Women's groups and microcredit program:
Women have been the especial focus of training programs that entitle them to receive small loans and thereby have an opportunity to achieve economic independence. The program has since proved extremely successful. The women's groups continue to organize themselves independently and some banks are now queuing up to issue loans.
Education and career training for young people:
One key aspect of the Trust's current development work involves offering apprenticeship places and financial support for young people to obtain secondary education qualifications. The Trust's current goal is to set up 50 independent apprenticeships for the subjects of IT, electrical work, joinery, tailoring and assistant nurse. Apprenticeships take between three months and two years to complete. The Trust also aims to fund scholarships for schoolchildren to attend the three years of secondary schooling.

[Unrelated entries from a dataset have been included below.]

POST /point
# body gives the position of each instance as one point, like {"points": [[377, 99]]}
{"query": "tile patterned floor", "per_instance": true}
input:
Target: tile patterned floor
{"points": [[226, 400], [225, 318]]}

Dr. Renate Desai and Dr. Shashikant Desai both studied medicine in Germany and have worked as physicians in both India and Germany. Following their work as physicians, in 1994 they then formed the AHM Trust in south India where they have since worked to help the people of the region in a number of ways. Initially, the primary aim was simply to provide people with medical care. However, it quickly became clear that long-term improvements in the living conditions of the local people could only be achieved by approaching their problems from a number of different angles.
The Desais' objective is to establish organizations and structures that can work increasingly autonomously and provide long-term support to local people. Additionally, the projects ought to deal directly with the causes of the problems and work to resolve them. The various activities in which the Trust is active bear impressive testimony to this approach, and serve well as examples for many other development aid projects.